The small township on Tristan Da Cunha – https://labandfield.wordpress.com/category/field/

​Tom’s next Volvo race was on Puma, and it was another race, another gear failure – this time a broken mast.  The crew realised they must make landfall to repair the mast.   They managed to get a freighter to stop and give them fuel for their emergency motor.  Since it was dangerous to tie up alongside a boat of this size, they set up a rope system and received the precious jerry cans by flying fox.   With the diesel on board they limped to the tiny Island of Tristan Da Cunha, which describes itself as the most remote island in the South Atlantic.  The island is named for the Portuguese explorer who discovered it in the 1500’s. However it stayed uninhabited until the early nineteenth century, when the British got wind of a French plan to rescue Napoleon.  After the military left, people stayed behind.  The sparse population was later supplemented by a group of ship wrecked Italians.   Tom found his enforced island stay fascinating and is still in touch with the islanders.   “It looks like a cone, it’s a volcano, six miles across and 1 mile high, there’s one flattish area where the township is, the island is very steep…  they have their own species of lobster, that’s their industry, they export the lobster.  Though there is a general store each family has a veggie patch and a limited number of cows and sheep.” 

Perpetual Loyal racing to Hobart [http://www.abc.net.au/news/2016-12-28/sydney-to-hobart-perpetual-loyal-takes-line-honours-race-record/8149904]
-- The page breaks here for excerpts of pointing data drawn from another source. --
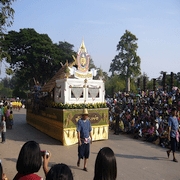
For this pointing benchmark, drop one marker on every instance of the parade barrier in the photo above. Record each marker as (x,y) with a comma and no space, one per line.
(60,124)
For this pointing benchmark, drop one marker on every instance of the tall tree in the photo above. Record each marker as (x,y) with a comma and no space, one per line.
(6,20)
(126,63)
(34,56)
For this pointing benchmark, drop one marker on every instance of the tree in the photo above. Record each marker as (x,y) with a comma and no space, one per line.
(6,20)
(126,63)
(34,56)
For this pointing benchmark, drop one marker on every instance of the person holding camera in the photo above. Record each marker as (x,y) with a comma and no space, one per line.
(30,160)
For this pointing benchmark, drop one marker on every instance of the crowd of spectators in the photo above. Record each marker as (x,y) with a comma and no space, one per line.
(143,115)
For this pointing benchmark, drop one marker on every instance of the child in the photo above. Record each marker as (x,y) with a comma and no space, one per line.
(3,129)
(11,119)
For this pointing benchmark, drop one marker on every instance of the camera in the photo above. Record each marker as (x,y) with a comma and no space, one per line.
(45,152)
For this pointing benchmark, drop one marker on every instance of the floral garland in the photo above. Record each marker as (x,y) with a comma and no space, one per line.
(77,106)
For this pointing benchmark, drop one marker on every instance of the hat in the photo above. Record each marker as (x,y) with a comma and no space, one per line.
(85,112)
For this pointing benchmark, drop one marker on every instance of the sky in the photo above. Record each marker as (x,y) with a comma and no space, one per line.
(101,23)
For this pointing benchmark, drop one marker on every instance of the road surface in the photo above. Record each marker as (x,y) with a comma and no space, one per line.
(136,159)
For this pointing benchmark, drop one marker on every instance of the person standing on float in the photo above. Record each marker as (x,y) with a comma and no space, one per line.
(173,132)
(84,136)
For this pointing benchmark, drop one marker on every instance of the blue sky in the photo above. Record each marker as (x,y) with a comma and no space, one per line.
(101,23)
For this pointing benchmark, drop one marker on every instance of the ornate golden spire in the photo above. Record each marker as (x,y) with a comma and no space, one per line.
(82,47)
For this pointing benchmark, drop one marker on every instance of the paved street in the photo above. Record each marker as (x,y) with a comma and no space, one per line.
(136,160)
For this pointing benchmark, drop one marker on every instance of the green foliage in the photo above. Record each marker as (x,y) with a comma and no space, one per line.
(126,63)
(6,20)
(34,56)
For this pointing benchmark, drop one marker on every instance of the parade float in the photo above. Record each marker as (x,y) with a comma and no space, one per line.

​                  Of course any conversation about Australian off-shore racing inevitably turns to the Sydney to Hobart Race.  This race has captured public imagination in a way other races have not. Tom says “I think I’ve done eight or nine Hobart’s, and I’ve been lucky enough to win six of them.  I’ve never done the race in anything smaller than a 50 footer.” 
                  Among the highlights, Tom talks about an American boat called Rose Bud, “a 65 footer, the first American boat to win race since ’75, and then Alfa Romeo in 2009, sister ship to Wild Oats… I was involved with Wild Oats for a couple of wins.”  But the highlight must be Perpetual Loyal in 2016.  “We finished the race in just over a day and beat the previous race record by almost five hours – in Wild Oats we only beat it by 15 minutes; that boat goes well in specific conditions with very minimal time of upwind, we got a lot of it in this race, a lot of reaches, we had a full day of reaching and the boats behind were also good reaching boats, it’s a record that could stand for a while.”   Owner Anthony Bell only decided to enter Perpetual Loyal in the September before the race.  It had sustained serious damage in the previous two Hobart races and Tom says “it was a sad sight laid up in Newcastle Harbour.” Bell managed to assemble a very experienced crew, which was one reason Tom was keen to join.  After the race Bell said of Tom “our navigator did an awesome job. He picked everything.”
                   This is the sort of praise Tom enjoys.  He says of himself; “I’m very self-contained, I get internal satisfaction, I know if I’ve done a good job, I can be happy to finish forth if I’ve done a good job.  The team works nice, I’ve started to enjoy more and more, I’m a very introverted person. I’ve been lucky to have high quality jobs and high quality wins.”
                   Tom is keen for his kids to learn sailing.  He believes sailing teaches you to be responsible for yourself “you’re on a floating object in the middle of the ocean.  You’ve got to sort it out.  That’s why I want my kids to sail, not to win races or anything like that – it’s just being able to cope with a bit of adversity and come up with a solution yourself – ego’s got no place, that’s why I enjoy working with the weather, all that stuff is stripped out, it’s basic principles.  The people are simple wholesome principled people -that’s how I see it anyway.”
​                    When it comes to elite professional sportsman, Tom Addis is not your typical ‘rock star’.  Introverted by nature, he does not live for the winner’s podium, but finds satisfaction in doing his job well and working with good people.  He appreciates living on the water at Lake Macquarie and says “it’s incredibly special to be on the lake, I’m at my happiest when I’m on the lake on my own in my dingy.”